When it comes to big data, challenges derive from the nature and the volume of the data. Whether it’s a data leak or a financial company’s internal data, the amount of data we are dealing with is considerable. While in the Paradise Papers leak, journalists were dealing with about 1,4 TB of data, some organizations can gather dozens of terabytes every month.
To complicate things, investigations usually start from raw, unstructured data. And it’s impossible to automate or scale the investigation without a predefined-data model or any kind of organizational logic. The files obtained by Süddeutsche Zeitung included millions of loan agreements, financial statements, emails, trust deeds and other paperwork dating back to nearly 50 years.
The large amounts of data and their unstructured form raise a first difficulty. Organizations have to handle the processing of these large volumes of raw data into computable information that can be organized, stored and analyzed.
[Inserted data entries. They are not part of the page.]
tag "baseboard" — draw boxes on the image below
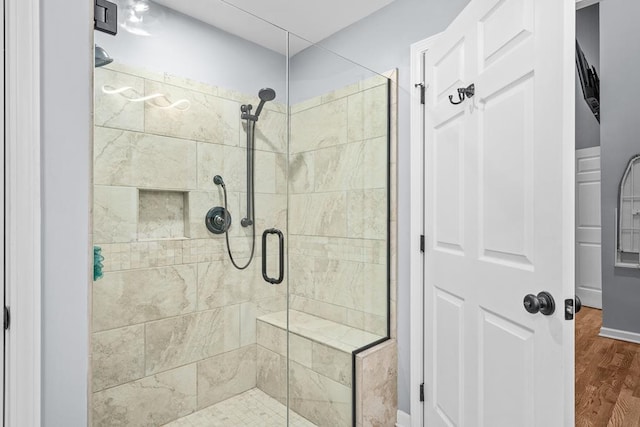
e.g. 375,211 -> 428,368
396,410 -> 411,427
600,327 -> 640,344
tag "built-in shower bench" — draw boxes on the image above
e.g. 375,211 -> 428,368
256,310 -> 397,427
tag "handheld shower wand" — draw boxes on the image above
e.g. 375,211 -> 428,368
207,175 -> 256,270
205,88 -> 276,270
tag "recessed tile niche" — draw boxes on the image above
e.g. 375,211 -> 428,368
138,190 -> 189,240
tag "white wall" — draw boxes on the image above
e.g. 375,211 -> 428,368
41,0 -> 93,427
291,0 -> 468,413
41,0 -> 468,427
95,1 -> 287,102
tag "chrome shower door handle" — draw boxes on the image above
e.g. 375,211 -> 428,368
262,228 -> 284,285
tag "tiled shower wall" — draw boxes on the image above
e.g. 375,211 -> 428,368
92,64 -> 287,426
289,76 -> 390,336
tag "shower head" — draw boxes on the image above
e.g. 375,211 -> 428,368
95,45 -> 113,68
213,175 -> 224,187
255,87 -> 276,120
258,87 -> 276,102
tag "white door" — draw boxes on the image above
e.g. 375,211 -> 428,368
424,0 -> 575,427
576,147 -> 602,308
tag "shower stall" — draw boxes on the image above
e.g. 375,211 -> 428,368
89,1 -> 397,427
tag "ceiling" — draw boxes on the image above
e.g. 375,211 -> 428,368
154,0 -> 394,55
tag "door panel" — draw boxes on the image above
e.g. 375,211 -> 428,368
576,147 -> 602,308
424,0 -> 575,427
478,308 -> 535,427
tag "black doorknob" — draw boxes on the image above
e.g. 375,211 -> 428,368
522,291 -> 556,316
575,295 -> 582,313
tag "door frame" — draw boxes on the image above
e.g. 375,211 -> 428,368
410,33 -> 442,427
410,0 -> 580,427
3,0 -> 42,427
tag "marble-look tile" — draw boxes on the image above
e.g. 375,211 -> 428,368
321,82 -> 360,104
289,151 -> 314,193
314,143 -> 362,192
276,154 -> 289,194
312,137 -> 388,192
347,189 -> 388,240
254,193 -> 287,234
362,135 -> 389,191
145,80 -> 240,145
290,98 -> 347,153
252,108 -> 287,153
356,340 -> 398,426
92,364 -> 197,427
256,345 -> 287,403
258,310 -> 382,353
289,295 -> 347,324
311,342 -> 353,387
291,96 -> 322,114
91,325 -> 144,392
240,301 -> 258,347
289,192 -> 347,237
347,92 -> 365,142
289,234 -> 387,264
93,185 -> 138,244
197,142 -> 245,192
94,127 -> 196,190
94,67 -> 144,132
255,296 -> 287,318
257,320 -> 287,357
252,150 -> 276,194
198,259 -> 258,310
313,258 -> 365,310
188,189 -> 245,241
289,362 -> 352,427
145,305 -> 240,375
198,344 -> 256,409
345,310 -> 387,335
287,332 -> 315,368
92,264 -> 196,332
362,85 -> 389,139
138,190 -> 188,240
289,252 -> 315,298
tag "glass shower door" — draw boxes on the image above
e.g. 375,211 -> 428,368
288,35 -> 395,427
90,1 -> 287,427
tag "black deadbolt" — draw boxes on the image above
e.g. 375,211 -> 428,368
522,291 -> 556,316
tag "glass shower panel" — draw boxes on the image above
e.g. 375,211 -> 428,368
288,35 -> 390,427
89,1 -> 288,427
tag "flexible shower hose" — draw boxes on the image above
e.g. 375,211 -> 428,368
222,121 -> 256,270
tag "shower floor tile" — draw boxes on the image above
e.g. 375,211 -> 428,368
164,388 -> 315,427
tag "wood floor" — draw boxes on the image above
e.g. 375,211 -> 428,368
576,307 -> 640,427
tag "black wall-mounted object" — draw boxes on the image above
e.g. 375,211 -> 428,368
576,40 -> 600,123
522,291 -> 556,316
449,83 -> 476,105
204,206 -> 231,234
93,0 -> 118,36
262,228 -> 284,285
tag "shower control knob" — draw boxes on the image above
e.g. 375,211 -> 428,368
522,291 -> 556,316
204,206 -> 231,234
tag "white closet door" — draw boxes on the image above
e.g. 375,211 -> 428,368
576,147 -> 602,308
424,0 -> 575,427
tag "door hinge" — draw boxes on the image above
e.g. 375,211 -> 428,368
414,83 -> 426,105
93,0 -> 118,36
“Depending on the source, we had different formats and many of those were not machine-readable” declared Pierre Romera, ICIJ’s Chief Technology Officer.
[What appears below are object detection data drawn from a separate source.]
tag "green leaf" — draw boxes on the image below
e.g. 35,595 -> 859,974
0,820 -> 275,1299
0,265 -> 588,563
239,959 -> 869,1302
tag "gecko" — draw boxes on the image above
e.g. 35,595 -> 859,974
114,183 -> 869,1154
The second obstacle is related to the way we store data. The success of fraud investigations is determined by the finding of connections between entities. Though, in many investigation cases, data is kept in silos that make it difficult to cross-reference it and highlight connections. For the Paradise Papers, ICIJ’s reporters conducted the investigation with data stemming from the leak but also from public databases. To make siloed data talk, it’s essential to bring everything together.
Finally, data-driven investigations are reducing the availability. Like for ICIJ, making the data exploration accessible to non-tech-savvy reporters is both a challenge and a necessity. Otherwise, without an army of data analysts and database specialists, data-driven investigations would be nearly impossible to lead.
According to Romera, “one of the key challenges is to make our technology user-friendly for the journalists so that everyone around the world is able to use it.”